Nessuno rispose tranne un mormorio timoroso.
«Ehi ehi ehi! Disturbate pure il mio spettacolo!»
Lo ignorarono completamente. «Se qualcuno dovesse vederlo, riferitelo a noi. Judge lo sta cercando.» A sentire quel nome, la folla trasalì come se avesse visto un fantasma. Accorgendosi che buona parte di loro se ne stava andando, annoiata o intimorita, il ragazzo cercò nuovamente di riprendersi la scena: «Ehi!»
Finalmente, uno dei tre smise di dargli le spalle. E lui trasalì.

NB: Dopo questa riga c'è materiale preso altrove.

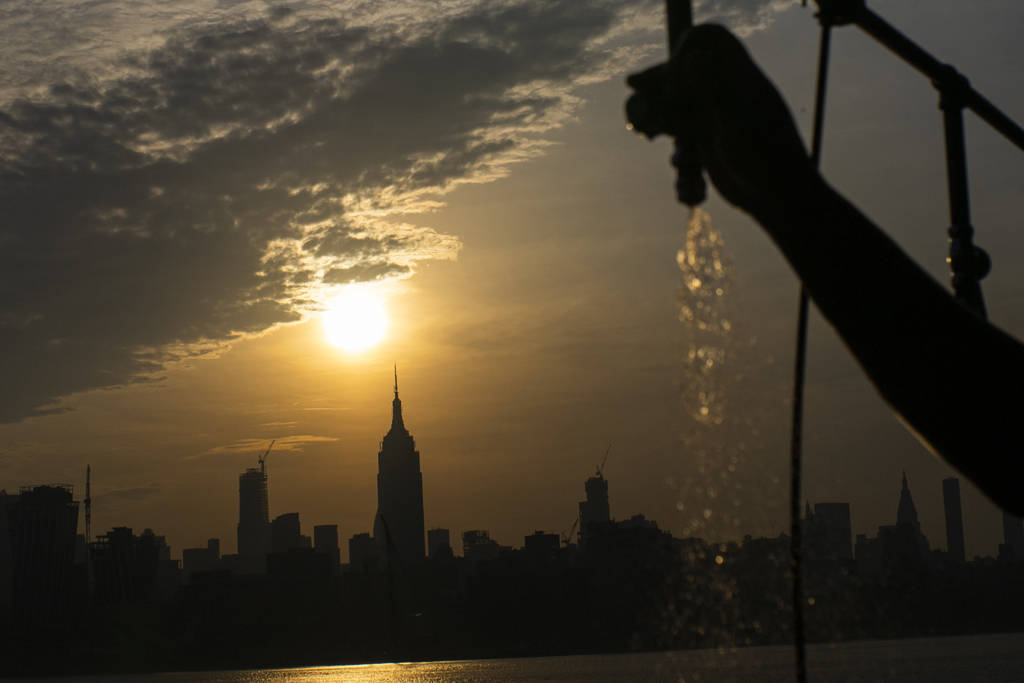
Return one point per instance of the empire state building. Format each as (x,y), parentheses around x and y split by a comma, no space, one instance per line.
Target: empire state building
(398,526)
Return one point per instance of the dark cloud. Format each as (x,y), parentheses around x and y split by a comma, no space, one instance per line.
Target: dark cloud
(212,188)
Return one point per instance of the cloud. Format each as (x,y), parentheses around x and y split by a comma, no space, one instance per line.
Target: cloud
(211,181)
(741,16)
(259,445)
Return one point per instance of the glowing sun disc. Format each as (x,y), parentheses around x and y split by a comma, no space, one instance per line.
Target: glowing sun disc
(355,321)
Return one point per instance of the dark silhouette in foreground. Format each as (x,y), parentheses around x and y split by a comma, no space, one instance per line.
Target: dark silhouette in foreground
(942,368)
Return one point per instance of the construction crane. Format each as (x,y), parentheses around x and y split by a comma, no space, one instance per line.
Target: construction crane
(600,468)
(262,459)
(567,536)
(88,503)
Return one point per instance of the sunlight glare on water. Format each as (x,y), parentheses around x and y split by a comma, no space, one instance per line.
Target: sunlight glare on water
(706,279)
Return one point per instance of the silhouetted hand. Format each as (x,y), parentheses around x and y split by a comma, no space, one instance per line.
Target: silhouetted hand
(719,105)
(934,360)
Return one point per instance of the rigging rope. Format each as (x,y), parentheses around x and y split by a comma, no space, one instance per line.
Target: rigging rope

Dei due occhi, soltanto uno non era coperto dai capelli. Si stava giusto interrogando su quanto potesse essere comoda un’acconciatura del genere, quando la suo voce gelida lo riscosse. «Non sarà un’interruzione a rovinare i tuoi affari.» Lo sguardo che gli lanciò non ammetteva repliche. «Ma visto che ci tieni tanto a parlare, dimmi: hai visto la persona di cui parlavo?»

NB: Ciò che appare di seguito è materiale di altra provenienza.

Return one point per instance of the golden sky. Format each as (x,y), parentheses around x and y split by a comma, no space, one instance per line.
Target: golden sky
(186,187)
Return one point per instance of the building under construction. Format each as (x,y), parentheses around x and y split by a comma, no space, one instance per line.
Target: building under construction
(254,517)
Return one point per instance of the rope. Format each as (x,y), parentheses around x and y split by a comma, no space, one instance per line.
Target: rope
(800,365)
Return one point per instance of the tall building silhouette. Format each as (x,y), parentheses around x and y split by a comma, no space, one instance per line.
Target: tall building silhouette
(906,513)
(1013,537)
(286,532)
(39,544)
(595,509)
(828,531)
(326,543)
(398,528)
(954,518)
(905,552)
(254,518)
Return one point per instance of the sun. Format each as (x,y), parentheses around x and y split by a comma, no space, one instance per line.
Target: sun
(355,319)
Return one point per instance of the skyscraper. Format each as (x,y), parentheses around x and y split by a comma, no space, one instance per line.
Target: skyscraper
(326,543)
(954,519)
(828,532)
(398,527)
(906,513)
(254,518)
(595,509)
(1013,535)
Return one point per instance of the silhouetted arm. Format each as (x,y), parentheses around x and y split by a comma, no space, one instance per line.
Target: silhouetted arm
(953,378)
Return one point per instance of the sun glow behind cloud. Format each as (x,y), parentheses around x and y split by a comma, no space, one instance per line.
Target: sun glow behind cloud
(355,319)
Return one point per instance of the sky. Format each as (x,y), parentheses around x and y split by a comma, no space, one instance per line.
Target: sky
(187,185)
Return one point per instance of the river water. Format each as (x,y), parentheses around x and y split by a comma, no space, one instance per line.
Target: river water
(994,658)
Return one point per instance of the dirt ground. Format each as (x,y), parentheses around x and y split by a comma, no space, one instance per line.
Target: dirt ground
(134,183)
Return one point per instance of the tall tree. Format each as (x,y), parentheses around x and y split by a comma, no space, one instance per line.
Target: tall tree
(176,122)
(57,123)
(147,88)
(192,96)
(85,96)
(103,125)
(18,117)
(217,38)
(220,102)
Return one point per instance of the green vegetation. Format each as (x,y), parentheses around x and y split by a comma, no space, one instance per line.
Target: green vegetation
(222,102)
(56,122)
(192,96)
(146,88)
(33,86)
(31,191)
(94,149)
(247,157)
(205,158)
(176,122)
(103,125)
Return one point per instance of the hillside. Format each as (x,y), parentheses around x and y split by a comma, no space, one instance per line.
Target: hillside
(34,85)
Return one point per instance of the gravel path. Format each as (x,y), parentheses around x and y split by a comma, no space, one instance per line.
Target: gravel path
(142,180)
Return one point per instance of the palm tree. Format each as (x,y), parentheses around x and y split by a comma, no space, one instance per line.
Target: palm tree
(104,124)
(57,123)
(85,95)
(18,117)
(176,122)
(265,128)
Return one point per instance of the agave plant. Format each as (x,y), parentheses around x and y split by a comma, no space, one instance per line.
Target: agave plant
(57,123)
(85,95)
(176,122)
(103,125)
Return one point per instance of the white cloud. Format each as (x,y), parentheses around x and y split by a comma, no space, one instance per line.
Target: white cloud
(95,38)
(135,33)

Trattenne il fiato. «L’ho visto.»
«E dov’è andato?»
«Di là» alzò un braccio in una direzione a caso, poi si fermò a guardare dove aveva indicato. Non conosceva ancora bene le viuzze di Germa, ma li aveva indirizzati lungo la via principale, che continuava per non più di una cinquantina di metri. Sperò che fosse abbastanza lontano per sparire prima che tornassero.
«Portava con sé qualcosa?»
«Non me lo ricordo.»
«Guardami mentre parli.» Ma non era tanto facile, visto il gelo che emanavano i suoi occhi. Cosa, aveva paura che mentisse se non lo guardava negli occhi? «È tutto?»
«Ho detto tutta la verità.»
Il rosso lo squadrò un istante ancora con diffidenza, ma alla fine scattò e lasciò il posto con gli altri due. Il ragazzo rimase lì, un po’ imbambolato, un po’ incredulo di essersela cavata così, un po’ confuso riguardo a chi fossero quelle persone.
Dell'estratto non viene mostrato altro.